Comment 1: In a much improved subsection 1.1 regarding novelty first sentence appears still too wide and unfocused, more in line with the previous title than with the current one. Please reconsider.
Response 1: We thank the reviewer for this helpful suggestion. We agree that the original first sentence of subsection 1.1 was overly broad and did not sufficiently reflect the focus and novelty of our work. In response, we have revised the opening sentence to more clearly articulate our main contribution and its alignment with the manuscript title. The revised text now reads: “The primary goal of this article is to present a standardized validation framework for developing clinically actionable healthcare machine learning models, specifically demonstrated through the case study of knee osteoarthritis grading. By focusing on the risk of deceptively high in-domain accuracy, we emphasize the necessity of protocols and evaluation metrics that align model performance with true clinical utility and external validity.”

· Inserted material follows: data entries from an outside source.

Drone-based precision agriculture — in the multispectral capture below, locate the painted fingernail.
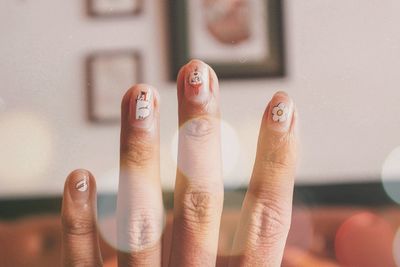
[68,170,89,202]
[268,92,293,132]
[185,62,210,104]
[130,88,154,128]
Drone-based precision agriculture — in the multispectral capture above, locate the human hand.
[62,60,296,266]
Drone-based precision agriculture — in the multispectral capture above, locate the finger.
[282,247,339,267]
[117,84,163,266]
[230,92,296,266]
[170,60,223,266]
[61,170,102,266]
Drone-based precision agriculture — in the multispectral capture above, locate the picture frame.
[86,0,144,18]
[85,51,142,124]
[168,0,285,80]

Comment 2: Conclusions section is much improved and significantly more meaningful. The first subparagraph that remained unchanged from te previous version contains statements that are general and too strong. Please reconsider and try to soften some wide, general and strict statements that undermine achievements in the very active research field. Just consider to slightly rephrase.
Response 2: We thank the reviewer for this thoughtful and constructive suggestion. We appreciate the importance of accurately reflecting the achievements and ongoing progress in the field, and we agree that our original wording could have been interpreted as overly broad. In response, we have carefully revised the first paragraph of the Conclusions section to clarify that the analysis of learning dynamics is intended as a complementary tool to established performance metrics, rather than as a replacement or as the sole criterion for model assessment. The new text also explicitly acknowledges that both learning dynamics and final performance metrics provide distinct insights into model reliability, and that a combined approach is recommended for clinical ML evaluation. The revised paragraph appears at the start of Section 5. Conclusions.
Comment 3: Abstract and title are much improved. In line with this improve keywords by replacing/adding something limiting the previous scope, for example Knee Osteoarthritis Grading.
Response 3: We thank the reviewer for this helpful suggestion. We agree that specifying “Knee Osteoarthritis Grading” in the keywords will better reflect the scope and focus of our manuscript. In response, we have revised the keywords to explicitly include “Knee Osteoarthritis Grading” and related terms, thereby making the topic and context of our case study more immediately apparent to readers. The updated keywords now appear immediately following the abstract.
Reviewer 4 Report
Comments and Suggestions for AuthorsThe authors have addressed my questions…. I recommend to approve the manuscript
Author Response
We thank the reviewer for their thoughtful and constructive feedback, as well as for recognizing our efforts to address the previous concerns and improve the manuscript. We greatly appreciate your positive recommendation and your helpful suggestions regarding scope, clarity, and precision throughout the paper.